Pour me résumer, voici mes nouvelles convictions.

1. Le gouvernement est mieux à même d’allouer le capital que le secteur privé et doit donc manipuler les taux d’intérêts, les taux de change, les prix, les salaires les impôts etc. en fonction de l’intérêt général qu’il est seul à comprendre et à défendre.

2. Le rôle de la Banque centrale est de financer les déficits budgétaires.

3. La monnaie appartient au gouvernement et à personne d’autre et surtout pas aux déposants dans les banques, comme l’exemple de Chypre le prouve.

4. Le droit de propriété est une foutaise (voir Chypre à nouveau).

5. Les actifs vont continuer à monter jusqu’ à la fin des temps puisque les banques centrales impriment de l’argent (85 milliards de dollars par mois aux USA).

6. Imprimer de l’argent crée de la richesse.

7. Les biens et services achetés avec de l’argent qui n’existe pas vont faire monter le PNB, ce qui est la seule chose qui compte.

8. Les services ou les biens produits par l’Etat ont une valeur morale supérieure à ceux produits par le secteur privé, comme la comparaison entre une infirmière et un trader dans une banque le prouve.

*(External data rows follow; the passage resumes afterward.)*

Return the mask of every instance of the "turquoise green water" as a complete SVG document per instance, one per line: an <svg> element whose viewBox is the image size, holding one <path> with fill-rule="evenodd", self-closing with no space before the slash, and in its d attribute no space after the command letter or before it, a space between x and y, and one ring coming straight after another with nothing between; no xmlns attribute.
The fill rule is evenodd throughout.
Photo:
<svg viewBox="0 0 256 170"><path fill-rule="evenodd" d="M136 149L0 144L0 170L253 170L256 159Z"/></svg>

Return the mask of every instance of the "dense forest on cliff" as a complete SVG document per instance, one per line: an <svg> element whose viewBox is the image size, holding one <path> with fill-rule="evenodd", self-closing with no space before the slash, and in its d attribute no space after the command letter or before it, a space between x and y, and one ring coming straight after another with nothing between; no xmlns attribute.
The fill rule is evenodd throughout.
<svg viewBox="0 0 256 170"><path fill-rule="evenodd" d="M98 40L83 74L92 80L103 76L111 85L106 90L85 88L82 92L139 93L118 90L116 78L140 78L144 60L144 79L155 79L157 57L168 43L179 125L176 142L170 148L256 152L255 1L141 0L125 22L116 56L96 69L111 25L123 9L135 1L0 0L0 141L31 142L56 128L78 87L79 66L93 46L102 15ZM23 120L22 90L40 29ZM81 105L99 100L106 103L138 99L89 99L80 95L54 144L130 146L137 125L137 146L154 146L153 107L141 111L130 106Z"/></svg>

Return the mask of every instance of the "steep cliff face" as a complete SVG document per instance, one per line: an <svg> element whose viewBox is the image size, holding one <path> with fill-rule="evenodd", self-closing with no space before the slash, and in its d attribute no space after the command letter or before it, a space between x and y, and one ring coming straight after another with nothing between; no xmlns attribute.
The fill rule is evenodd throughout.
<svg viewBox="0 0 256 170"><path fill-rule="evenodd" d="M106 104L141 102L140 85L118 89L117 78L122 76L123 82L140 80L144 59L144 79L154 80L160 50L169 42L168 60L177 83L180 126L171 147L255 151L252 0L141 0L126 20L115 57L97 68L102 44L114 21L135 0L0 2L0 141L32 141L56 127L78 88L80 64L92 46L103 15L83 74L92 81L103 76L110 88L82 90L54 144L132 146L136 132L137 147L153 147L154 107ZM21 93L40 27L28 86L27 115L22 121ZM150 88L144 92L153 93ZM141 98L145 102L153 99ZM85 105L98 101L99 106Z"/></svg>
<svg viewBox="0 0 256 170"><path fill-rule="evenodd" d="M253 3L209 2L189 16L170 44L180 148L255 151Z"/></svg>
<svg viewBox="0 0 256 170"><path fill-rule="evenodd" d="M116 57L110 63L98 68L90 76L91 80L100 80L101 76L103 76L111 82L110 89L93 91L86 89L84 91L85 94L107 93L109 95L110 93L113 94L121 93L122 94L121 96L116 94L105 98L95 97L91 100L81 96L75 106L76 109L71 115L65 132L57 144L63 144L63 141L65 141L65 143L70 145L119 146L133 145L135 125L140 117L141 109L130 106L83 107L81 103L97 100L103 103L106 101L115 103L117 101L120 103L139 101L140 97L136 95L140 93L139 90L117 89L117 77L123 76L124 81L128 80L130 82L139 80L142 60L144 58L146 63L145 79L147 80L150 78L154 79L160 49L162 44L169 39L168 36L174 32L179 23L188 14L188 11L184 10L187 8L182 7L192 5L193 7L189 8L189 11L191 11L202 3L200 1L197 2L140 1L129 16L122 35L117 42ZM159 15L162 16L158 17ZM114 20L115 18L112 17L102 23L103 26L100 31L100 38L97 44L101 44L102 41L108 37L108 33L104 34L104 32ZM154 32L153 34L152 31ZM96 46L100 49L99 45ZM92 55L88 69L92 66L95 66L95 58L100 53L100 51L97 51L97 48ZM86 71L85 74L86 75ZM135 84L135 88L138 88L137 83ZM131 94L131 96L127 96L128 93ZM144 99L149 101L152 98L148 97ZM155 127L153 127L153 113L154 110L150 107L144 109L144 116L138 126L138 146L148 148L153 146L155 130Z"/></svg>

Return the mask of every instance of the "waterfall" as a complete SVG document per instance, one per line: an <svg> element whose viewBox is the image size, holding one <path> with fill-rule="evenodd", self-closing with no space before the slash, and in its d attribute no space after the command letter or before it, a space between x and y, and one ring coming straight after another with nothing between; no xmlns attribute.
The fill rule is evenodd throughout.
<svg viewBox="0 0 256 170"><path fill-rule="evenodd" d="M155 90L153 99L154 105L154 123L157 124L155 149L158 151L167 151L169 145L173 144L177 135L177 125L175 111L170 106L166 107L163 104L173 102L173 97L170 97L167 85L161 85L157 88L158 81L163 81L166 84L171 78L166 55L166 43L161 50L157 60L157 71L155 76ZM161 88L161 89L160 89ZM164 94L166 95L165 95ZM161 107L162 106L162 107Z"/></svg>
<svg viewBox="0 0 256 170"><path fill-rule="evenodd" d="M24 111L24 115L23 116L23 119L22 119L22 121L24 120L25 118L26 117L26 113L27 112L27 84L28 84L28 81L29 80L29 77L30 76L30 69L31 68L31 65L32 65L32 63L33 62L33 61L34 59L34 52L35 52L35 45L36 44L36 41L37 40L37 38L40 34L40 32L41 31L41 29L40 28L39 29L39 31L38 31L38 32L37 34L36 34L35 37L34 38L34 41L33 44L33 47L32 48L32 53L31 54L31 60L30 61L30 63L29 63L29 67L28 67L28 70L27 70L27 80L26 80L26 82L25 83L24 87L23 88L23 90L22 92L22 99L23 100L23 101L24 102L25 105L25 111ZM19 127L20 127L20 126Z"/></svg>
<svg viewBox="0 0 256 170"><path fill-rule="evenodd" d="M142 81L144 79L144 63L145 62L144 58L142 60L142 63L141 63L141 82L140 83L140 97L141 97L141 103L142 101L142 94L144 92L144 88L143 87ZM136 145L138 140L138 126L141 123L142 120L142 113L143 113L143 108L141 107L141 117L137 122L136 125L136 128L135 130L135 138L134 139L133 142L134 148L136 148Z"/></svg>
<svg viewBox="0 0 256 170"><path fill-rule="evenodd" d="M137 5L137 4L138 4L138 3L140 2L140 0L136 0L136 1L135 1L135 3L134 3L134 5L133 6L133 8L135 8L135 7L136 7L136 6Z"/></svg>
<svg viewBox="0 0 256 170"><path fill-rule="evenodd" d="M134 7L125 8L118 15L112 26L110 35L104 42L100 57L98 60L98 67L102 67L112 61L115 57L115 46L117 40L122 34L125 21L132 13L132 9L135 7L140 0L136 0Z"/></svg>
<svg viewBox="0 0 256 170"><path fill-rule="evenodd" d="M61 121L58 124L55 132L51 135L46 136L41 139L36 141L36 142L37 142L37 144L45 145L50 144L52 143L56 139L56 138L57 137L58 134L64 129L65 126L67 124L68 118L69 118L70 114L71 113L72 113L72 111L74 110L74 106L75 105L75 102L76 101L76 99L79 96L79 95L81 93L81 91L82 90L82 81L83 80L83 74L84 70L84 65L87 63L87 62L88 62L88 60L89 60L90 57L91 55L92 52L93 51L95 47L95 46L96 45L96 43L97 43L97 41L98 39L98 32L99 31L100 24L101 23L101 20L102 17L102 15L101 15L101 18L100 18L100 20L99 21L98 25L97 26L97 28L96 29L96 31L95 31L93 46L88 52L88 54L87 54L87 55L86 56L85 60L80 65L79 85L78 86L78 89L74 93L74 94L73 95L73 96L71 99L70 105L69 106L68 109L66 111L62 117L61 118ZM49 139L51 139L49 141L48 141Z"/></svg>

Seule la notion « d’utilité sociale », mise en lumière par Staline et Lénine et reprise avec enthousiasme par M. Mélenchon, doit être retenue dans les choix à effectuer. Le président, dans sa dernière allocution télévisée, a fortement rappelé ces principes essentiels qui tous guident son action et j’en suis très heureux.

Le moindre doute n’est plus permis. La croissance va repartir et le chômage baisser.

Envisager le contraire serait se mettre en position d’hérétique, et tout le monde sait ce qui arrive à ces malfaisants quand une pensée unique domine une société. Ils sont brûlés en place publique. Donc je suis un nouveau croyant et demande mon admission dans la nouvelle Eglise, en confessant bien sûr toutes mes fautes passées, tout en murmurant “e pur si muove”.